20th November 2010, 02:01
Vladimir Putin is by all means almost as capitalist as it gets but he just goes around saying the "fall of the Soviet Union was a tragedy" and "Stalin was a hero" to just appeal to the Soviet Union/Joseph Stalin nostalgics.

Red Commissar
20th November 2010, 06:52
Yeah, he's using nationalism to his own gain to get supporters, particularly among impressionable youth. He's presented himself as a strongman leader trying to restore the "glory" of Russia and use populist rhetoric to make it seem he has reigned in the oligarchs. But really things haven't changed much and capitalism is on track- he's just refocused economic power into the national bourgeois as opposed to forces outside the country . The fact that he was put in his position by Yeltsin also says a lot about his character.

Die Neue Zeit
23rd November 2010, 05:16
On the very, very bright side, Putin has shown how a National Leader of a Third World class coalition of the proletariat and non-bourgeois "national" and "populist" classes should deal with bourgeois opposition:

http://www.revleft.com/vb/peoples-histories-blocs-t142332/index.html

Apoi_Viitor
23rd November 2010, 05:35
Joker I am debating says Putin reigned in most of the oligarchs and stabilized the 90s economy.
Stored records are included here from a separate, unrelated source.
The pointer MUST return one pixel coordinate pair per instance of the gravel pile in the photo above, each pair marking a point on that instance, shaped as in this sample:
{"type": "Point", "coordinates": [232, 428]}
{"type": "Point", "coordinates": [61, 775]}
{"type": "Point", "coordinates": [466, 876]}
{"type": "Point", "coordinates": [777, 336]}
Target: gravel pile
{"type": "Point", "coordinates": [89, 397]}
Putin did reign in on some of the oligarchs, but that was simply to appeal to the Russian masses, who were (quite justly) aggravated at the massive wealth inequalities that originated from Yeltsin's rule. Also, the economy did stabilize under Putin, but that had little to do with him, and more to do with the Russian scientists finding massive oil reserves in Russian territory.

Die Neue Zeit
23rd November 2010, 05:36
That's to the credit of the Brezhnev era more than anything else.

RadioRaheem84
23rd November 2010, 18:32
The guy seems like the typical Republican Nationalist like the Turkish government under the Ataturk or Chiang Kai Shek.

A guy that hates to see rampant pillaging by oligarchs but still wants free market capitalism under some rules, and also appeases the masses with nationalist rhetoric.

Die Neue Zeit
24th November 2010, 05:20
Putin's not a free marketeer. He praised Viktor Chernomyrdin for a reason: that ex-PM's foundation of the state company Gazprom.

He wants some form of state capitalism centered around oil and especially gas, which is what his right-hand man Sechin really wants. Others in Putin's circle instead want industrial re-development.